Here, we employ comparative transcriptomics to test whether previous observations of unequal molecular evolutionary rates among species at plastid loci are mirrored across the nuclear genome. We focus on the Pteridaceae, a cosmopolitan fern family comprising about 50 genera and more than 1000 species (roughly 10% of documented fern diversity) with ecological specializations to rupestral, aquatic, epiphytic, and terrestrial habitats [22, 23]. Taking a pairwise approach, we look for significant differences in rates of molecular evolution among the genomes of 12 species distributed broadly across the 3 largest clades in the family [22, 23] and evaluate life history characteristics potentially affecting these patterns.

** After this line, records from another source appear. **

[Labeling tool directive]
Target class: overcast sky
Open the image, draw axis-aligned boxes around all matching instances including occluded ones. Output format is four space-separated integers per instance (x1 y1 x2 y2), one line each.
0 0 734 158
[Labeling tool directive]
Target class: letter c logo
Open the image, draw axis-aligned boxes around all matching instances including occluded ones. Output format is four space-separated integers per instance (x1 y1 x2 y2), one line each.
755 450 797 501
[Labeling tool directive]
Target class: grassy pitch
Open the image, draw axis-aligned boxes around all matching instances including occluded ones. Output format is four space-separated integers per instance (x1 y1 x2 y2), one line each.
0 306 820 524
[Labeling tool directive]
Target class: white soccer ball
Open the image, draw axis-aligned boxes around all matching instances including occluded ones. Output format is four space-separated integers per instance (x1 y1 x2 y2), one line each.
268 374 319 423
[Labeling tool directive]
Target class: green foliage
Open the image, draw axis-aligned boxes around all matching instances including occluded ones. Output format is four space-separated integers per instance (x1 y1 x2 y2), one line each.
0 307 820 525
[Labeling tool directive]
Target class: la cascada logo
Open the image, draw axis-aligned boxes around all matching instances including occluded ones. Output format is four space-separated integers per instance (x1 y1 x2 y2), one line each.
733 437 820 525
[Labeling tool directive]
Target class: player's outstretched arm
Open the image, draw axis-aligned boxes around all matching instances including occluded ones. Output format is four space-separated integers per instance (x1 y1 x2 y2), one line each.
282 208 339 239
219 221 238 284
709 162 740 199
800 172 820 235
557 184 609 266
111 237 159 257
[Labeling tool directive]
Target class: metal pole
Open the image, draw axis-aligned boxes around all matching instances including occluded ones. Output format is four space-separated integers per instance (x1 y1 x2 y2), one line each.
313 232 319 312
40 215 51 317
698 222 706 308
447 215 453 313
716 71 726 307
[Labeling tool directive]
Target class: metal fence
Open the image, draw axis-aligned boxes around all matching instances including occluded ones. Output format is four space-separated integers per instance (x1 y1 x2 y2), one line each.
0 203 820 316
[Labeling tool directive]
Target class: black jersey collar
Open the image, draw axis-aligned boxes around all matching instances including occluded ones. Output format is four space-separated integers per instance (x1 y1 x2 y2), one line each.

We focus particular attention on the Adiantum and vittarioid sister lineages, in an attempt to uncover genomic clues that may help to explain their disparate morphologies, ecologies, and life histories [25]. By examining 2091 nuclear gene regions, this study offers insight into the evolutionary drivers of divergence between Adiantum and the vittarioid ferns and sheds light on the mechanisms influencing evolutionary rates in the cosmopolitan fern family, Pteridaceae.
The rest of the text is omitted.